O caminho para a liberdade da protagonista assenta num paradoxo: Etsy deve fugir de Williamsburg, sair de Nova Iorque, da cidade que deu abrigo aos seus antepassados durante a perseguição nazista, para encontrar uma vida livre em Berlim, a cidade que a sua comunidade considera como um monumento fúnebre, uma “cidade de fantasmas” em relação às vítimas do Holocausto (não é por acaso que algumas sequências são filmadas no cemitério judaico de Weißensee, quase a retomar esta visão).

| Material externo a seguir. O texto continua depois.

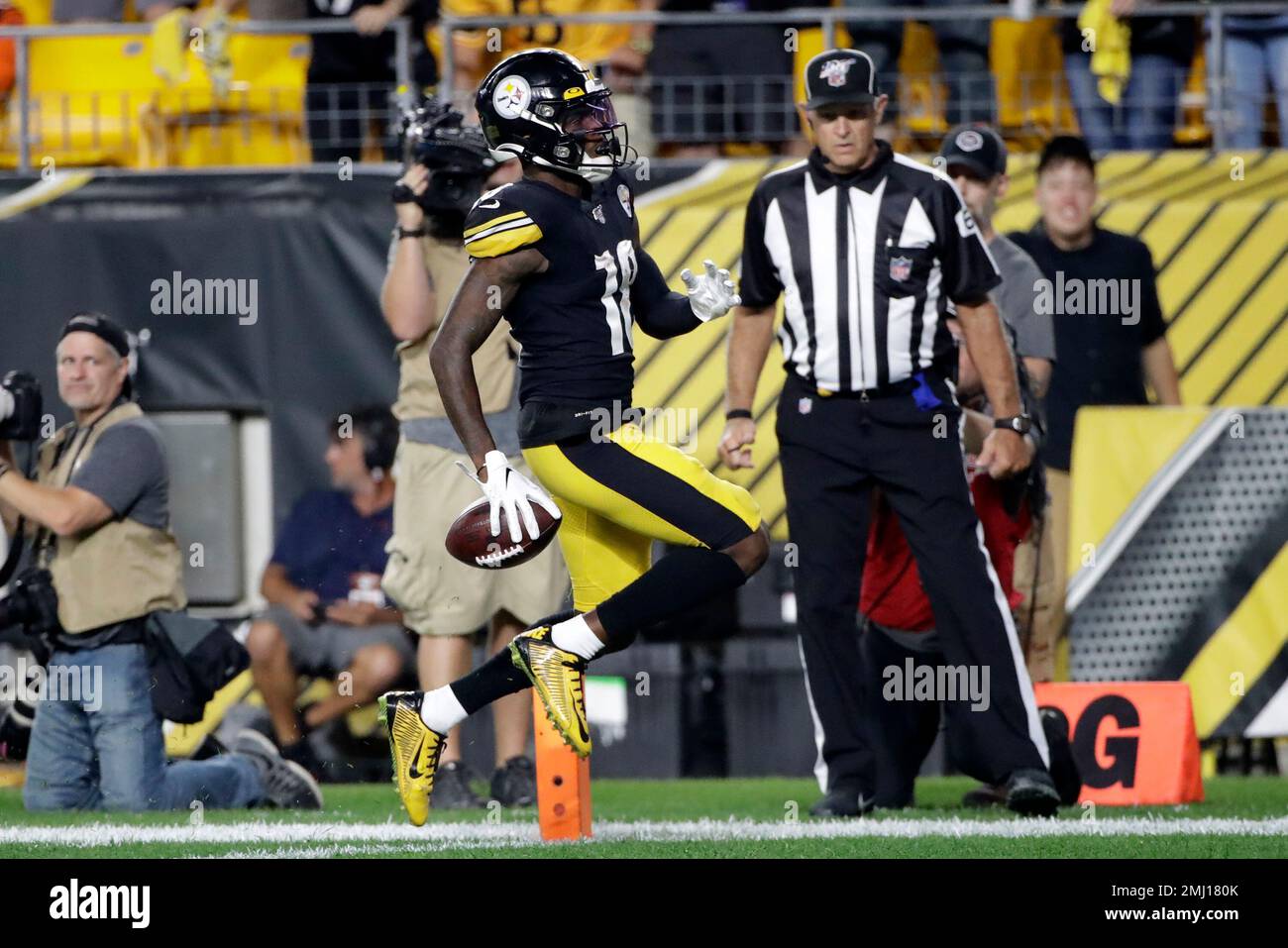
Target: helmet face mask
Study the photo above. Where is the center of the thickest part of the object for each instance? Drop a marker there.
(546, 107)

Etsy, reivindicando o direito à sua emancipação feminina, simbolicamente, resgata também a cidade de Berlim da condição de lugar de morte e faz dela um lugar de vida, onde a brutalidade nazista é derrotada pela integração social e pelo multiculturalismo. Trilhando metaforicamente o caminho inverso (ironicamente uma nova diáspora) para a liberdade, parece dar-se uma segunda chance ao Judaismo na Alemanha, na esperança de ultrapassar o espetro da história.

Neste caminho, a música presente na vida da protagonista representa não só uma escapatória, mas também um instrumento de consciência e de união, através do qual Etsy abaterá a cortina da sua condição, para o seu renascimento.